The Empress Queen is no more. The Emperor has procured his Brother Maximilian to be declared Co Adjutor of the Bishoprick of Munster and Cologne, which affects Holland and the Low Countries.2 He is supposed to have his Eye on Liege. This may alarm the Dutch, the King of Prussia and France. The War may become general, and the Fear of it may make Peace, that is it might, if the King of England was not the most determined Man in the World. But depressed and distracted and ruined as his Dominions are, he will set all Europe in a Blaze before he will make Peace. His Exertions however against Us3 cannot be very formidable. Patience, Firmness and Perseverance are our only Remedy: these are a sure and an infallible one;4 and with this Observation I beg Leave to take my Leave of Congress for the Year 1780, which has been to me the most anxious5 and mortifying Year of my whole Life. God grant that more Vigour, Wisdom and Decision may govern the Councils, Negotiations and Operations of Mankind in the Year 1781.

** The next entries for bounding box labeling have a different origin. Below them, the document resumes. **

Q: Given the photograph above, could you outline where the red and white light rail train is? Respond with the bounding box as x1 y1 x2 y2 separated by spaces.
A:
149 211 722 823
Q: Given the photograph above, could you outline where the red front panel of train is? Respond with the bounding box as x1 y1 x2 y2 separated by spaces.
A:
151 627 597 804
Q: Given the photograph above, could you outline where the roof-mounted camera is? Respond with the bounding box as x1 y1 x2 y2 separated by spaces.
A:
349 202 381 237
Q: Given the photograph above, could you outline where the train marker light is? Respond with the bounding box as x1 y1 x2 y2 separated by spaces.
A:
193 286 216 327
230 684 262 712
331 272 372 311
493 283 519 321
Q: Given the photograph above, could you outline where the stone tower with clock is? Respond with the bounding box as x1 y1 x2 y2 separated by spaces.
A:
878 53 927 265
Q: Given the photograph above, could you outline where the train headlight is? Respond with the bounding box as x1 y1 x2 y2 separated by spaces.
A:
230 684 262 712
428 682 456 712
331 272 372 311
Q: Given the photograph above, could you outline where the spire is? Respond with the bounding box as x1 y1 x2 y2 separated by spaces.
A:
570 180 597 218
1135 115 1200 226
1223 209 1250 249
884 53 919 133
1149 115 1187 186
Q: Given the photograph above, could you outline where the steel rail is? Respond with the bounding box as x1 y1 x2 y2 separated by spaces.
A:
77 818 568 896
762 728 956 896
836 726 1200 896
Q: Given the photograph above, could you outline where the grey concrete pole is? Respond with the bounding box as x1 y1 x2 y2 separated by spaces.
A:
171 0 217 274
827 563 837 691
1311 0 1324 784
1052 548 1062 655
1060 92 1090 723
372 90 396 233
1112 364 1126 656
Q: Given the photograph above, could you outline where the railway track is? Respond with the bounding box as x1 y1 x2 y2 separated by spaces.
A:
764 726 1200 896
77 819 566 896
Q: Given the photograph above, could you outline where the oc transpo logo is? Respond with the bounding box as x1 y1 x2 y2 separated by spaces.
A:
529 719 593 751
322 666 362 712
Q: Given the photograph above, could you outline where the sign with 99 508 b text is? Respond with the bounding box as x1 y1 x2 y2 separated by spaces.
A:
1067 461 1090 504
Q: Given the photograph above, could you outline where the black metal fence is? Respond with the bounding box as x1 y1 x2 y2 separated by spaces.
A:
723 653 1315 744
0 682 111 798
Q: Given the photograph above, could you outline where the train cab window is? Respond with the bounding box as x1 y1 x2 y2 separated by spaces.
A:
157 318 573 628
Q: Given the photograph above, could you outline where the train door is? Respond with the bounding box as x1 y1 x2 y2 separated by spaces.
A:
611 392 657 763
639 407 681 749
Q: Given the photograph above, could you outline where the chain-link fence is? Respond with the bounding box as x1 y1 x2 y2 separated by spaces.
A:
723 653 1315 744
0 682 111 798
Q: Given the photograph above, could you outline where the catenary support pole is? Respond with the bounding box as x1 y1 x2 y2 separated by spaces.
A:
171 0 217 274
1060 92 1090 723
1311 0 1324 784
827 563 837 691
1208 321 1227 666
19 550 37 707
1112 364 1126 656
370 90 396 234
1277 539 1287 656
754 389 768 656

I have the Honour to be, with the greatest Respect, Sir, your most obedient and most humble Servant
Dupl in John Thaxter’s hand (PCC, No. 84, II, f. 361–363); docketed: “Letter Decr. 31 1780 John Adams Read 19 Novr. 1781.” MS (PHi: Sprague Coll.). LbC (Adams Papers). JA drafted this letter in his Letterbook and it was from the LbC that Thaxter copied the Duplicate. When JA copied out the MS, the intended recipient’s copy, from the Letterbook, however, he made two additions to the text that are indicated in notes 3 and 5.
3. In the MS, JA added “how violent soever his thrusts.”
4. JA originally ended the LbC at this point and then added the remaining text.
5. In the MS, JA added “humiliating” here.